While much depends on the specific performance of the various imaging and fluid assays, and their context of use in clinical trials, the strengths and weaknesses of each modality can shape their role. For example, a plasma marker that does not perform quite as well as an imaging marker may still have value at an earlier point in the screening cascade to cheaply exclude individuals that are likely to screen negative on a subsequent PET scan. In this way, the PET scan would be confirmatory with a low likelihood of expensive screening failures, and if PET is being tracked longitudinally then the PET scans would have additional value as baseline measurements.
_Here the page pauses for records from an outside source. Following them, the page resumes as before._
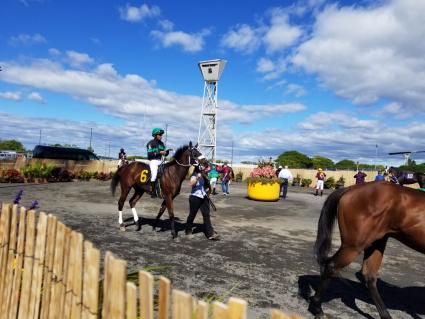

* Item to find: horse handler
[185,167,220,240]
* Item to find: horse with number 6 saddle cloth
[111,142,208,238]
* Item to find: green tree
[276,151,313,168]
[0,140,25,153]
[335,159,357,170]
[311,155,335,169]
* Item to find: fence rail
[0,204,300,319]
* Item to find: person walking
[208,164,220,195]
[185,166,220,240]
[278,165,293,199]
[375,171,385,182]
[354,170,367,185]
[221,163,231,195]
[314,168,326,196]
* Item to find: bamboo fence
[0,204,300,319]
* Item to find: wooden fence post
[27,212,47,319]
[172,289,193,319]
[139,271,153,319]
[40,214,58,319]
[82,241,100,319]
[126,282,137,319]
[18,210,35,319]
[158,276,171,319]
[0,205,18,318]
[7,207,27,318]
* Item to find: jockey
[118,148,127,168]
[146,128,171,198]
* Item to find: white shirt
[278,168,292,181]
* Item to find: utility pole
[230,140,233,167]
[89,128,93,150]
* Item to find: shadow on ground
[298,273,425,319]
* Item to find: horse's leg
[118,184,130,231]
[129,189,143,231]
[362,237,391,319]
[165,194,177,239]
[152,200,167,230]
[309,246,361,318]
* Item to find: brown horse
[310,182,425,318]
[111,142,207,238]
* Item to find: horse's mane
[165,145,189,166]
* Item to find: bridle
[174,147,205,167]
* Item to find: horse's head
[188,142,209,167]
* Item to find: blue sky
[0,0,425,164]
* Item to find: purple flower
[29,200,38,210]
[13,189,24,204]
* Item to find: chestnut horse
[310,182,425,318]
[111,142,208,238]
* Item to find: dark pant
[186,195,214,237]
[280,178,288,198]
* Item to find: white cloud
[9,33,47,46]
[119,4,161,22]
[292,0,425,112]
[256,58,276,73]
[66,51,94,67]
[220,24,261,53]
[286,83,307,97]
[0,91,22,101]
[151,29,211,52]
[263,8,302,53]
[49,48,62,56]
[27,92,44,103]
[0,59,298,132]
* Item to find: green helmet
[152,127,164,136]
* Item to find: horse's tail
[314,188,347,271]
[111,165,124,196]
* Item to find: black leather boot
[151,182,158,198]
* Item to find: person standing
[208,164,219,195]
[314,168,326,196]
[375,171,385,182]
[185,166,220,240]
[354,170,367,185]
[118,148,127,168]
[146,128,172,198]
[221,163,231,195]
[278,165,293,199]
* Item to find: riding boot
[135,218,142,231]
[151,182,158,198]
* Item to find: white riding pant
[149,160,162,182]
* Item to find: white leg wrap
[131,207,139,222]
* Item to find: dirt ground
[0,181,425,318]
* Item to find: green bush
[301,178,312,187]
[325,177,335,189]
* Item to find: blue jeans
[221,181,229,194]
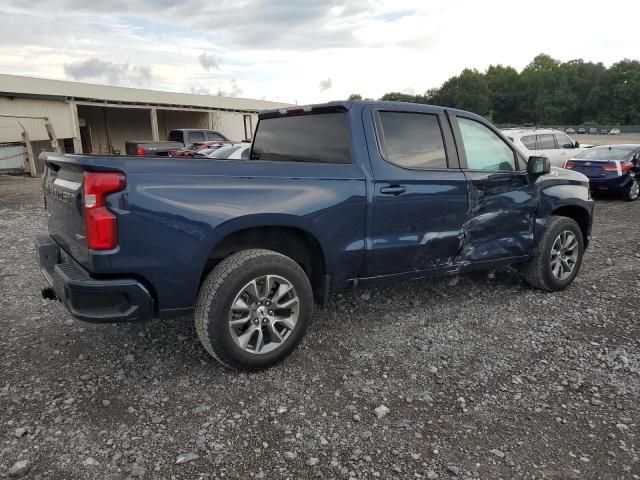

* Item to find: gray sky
[0,0,640,103]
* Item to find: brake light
[84,172,127,250]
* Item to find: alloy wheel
[229,275,300,355]
[551,230,578,280]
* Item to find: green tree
[382,54,640,125]
[486,65,523,124]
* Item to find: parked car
[565,145,640,201]
[502,128,586,167]
[194,142,251,160]
[125,128,229,157]
[36,101,593,370]
[169,140,231,157]
[124,140,183,157]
Looking further ahead to when plasma biomarkers perform as well as PET scans for both screening and detecting treatment effects, the role of imaging markers might be more prioritized towards questions relevant to anatomical distribution, and use in smaller, early-phase trials.
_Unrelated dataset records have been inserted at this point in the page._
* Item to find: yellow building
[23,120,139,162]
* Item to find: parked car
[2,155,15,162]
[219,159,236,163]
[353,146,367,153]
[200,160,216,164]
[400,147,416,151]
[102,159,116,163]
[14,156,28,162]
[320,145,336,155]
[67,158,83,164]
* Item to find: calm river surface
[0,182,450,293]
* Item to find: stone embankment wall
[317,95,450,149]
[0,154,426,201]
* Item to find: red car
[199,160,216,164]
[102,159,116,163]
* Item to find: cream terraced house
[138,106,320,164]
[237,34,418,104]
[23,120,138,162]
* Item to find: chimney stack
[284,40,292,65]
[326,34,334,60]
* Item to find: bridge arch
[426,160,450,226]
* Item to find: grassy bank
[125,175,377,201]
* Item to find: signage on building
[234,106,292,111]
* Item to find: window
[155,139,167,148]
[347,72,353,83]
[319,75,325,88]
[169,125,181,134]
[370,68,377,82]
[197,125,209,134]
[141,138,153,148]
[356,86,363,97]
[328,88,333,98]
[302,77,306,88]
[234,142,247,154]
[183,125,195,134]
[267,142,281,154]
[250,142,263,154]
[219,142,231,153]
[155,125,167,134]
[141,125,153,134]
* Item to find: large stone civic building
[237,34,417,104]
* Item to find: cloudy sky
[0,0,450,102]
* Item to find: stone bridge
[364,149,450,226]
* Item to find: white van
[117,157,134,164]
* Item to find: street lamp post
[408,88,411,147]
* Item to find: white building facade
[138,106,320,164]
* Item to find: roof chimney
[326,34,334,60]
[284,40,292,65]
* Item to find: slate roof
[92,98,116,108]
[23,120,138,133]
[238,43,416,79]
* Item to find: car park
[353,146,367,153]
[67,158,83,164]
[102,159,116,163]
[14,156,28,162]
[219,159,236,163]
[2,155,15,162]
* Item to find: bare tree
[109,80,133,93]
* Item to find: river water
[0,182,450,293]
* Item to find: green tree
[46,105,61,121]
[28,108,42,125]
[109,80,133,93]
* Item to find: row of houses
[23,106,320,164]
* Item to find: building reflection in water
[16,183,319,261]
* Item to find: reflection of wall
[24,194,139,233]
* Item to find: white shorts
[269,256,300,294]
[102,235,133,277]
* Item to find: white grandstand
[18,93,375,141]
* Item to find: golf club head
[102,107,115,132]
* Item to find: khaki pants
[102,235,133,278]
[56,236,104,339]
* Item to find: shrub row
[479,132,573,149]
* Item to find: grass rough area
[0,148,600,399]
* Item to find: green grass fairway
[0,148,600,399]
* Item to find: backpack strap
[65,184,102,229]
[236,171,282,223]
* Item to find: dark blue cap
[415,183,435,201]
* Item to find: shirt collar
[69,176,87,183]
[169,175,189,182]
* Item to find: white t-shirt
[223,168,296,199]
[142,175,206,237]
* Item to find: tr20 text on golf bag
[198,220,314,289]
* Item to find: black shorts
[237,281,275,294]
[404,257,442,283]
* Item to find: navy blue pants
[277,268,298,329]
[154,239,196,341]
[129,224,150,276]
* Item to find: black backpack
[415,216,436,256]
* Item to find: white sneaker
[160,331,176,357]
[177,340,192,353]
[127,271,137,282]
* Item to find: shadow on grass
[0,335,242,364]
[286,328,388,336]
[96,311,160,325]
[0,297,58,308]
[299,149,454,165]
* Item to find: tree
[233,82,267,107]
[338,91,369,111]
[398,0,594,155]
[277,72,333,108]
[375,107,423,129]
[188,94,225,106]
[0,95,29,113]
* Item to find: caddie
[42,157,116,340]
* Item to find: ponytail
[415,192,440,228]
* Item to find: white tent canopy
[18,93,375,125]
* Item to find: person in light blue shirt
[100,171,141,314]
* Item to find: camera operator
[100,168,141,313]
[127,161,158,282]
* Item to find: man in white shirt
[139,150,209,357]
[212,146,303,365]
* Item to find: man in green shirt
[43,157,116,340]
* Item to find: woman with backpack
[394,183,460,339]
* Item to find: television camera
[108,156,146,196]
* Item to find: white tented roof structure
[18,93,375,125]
Nevertheless, it must always be remembered that any biomarker measures what it measures—analytes detected in blood plasma may have some relationship to the substrates of PET ligand binding sites in the brain, or to imaging measures of neurodegeneration, but they are not the same thing. For example, a fluid analyte may more closely reflect the current circulating concentration of a given molecule (in some compartmental relationship with brain parenchyma) whereas a “corresponding” PET scan may reflect the accumulated levels of related aggregates. For certain purposes, such as AT(N) staging in AD, one may substitute for the other at the conceptual level of that framework, but the performance may differ [216, 217]. With respect to the detection of treatment effects, at the present time it remains valuable to obtain convergent evidence of treatment effects on different markers of molecular pathology and neurodegeneration.

Conclusions

Imaging biomarkers play a wide-ranging role in clinical trials for neurological disorders. This includes selecting the appropriate trial participants, establishing target engagement and mechanism-related pharmacodynamic effect, monitoring safety, and providing evidence of disease modification. In the early stages of clinical drug development, evidence of target engagement and/or downstream pharmacodynamic effect—especially with a clear relationship to dose—can provide confidence that the therapeutic candidate should be advanced to larger and more expensive trials, and can inform the selection of the dose(s) to be further tested, i.e., to “de-risk” the drug development program. In these later-phase trials, evidence that the therapeutic candidate is altering disease-related biomarkers can provide important evidence that the clinical benefit of the compound (if observed) is grounded in meaningful biological changes. The interpretation of disease-related imaging markers, and comparability across different trials and imaging tools, is greatly improved when standardized outcome measures are defined. This standardization should not impinge on scientific advances in the imaging tools per se, but provides a common language in which the results generated by these tools are expressed. PET markers of pathological protein aggregates and structural imaging of brain atrophy are common disease-related elements across many neurological disorders. However, PET tracers for pathologies beyond amyloid β and tau are needed, and the interpretability of structural imaging can be enhanced by some simple considerations to guard against the possible confound of pseudo-atrophy. Learnings from much-studied conditions such as Alzheimer’s disease and multiple sclerosis will be beneficial as the field embraces rarer diseases.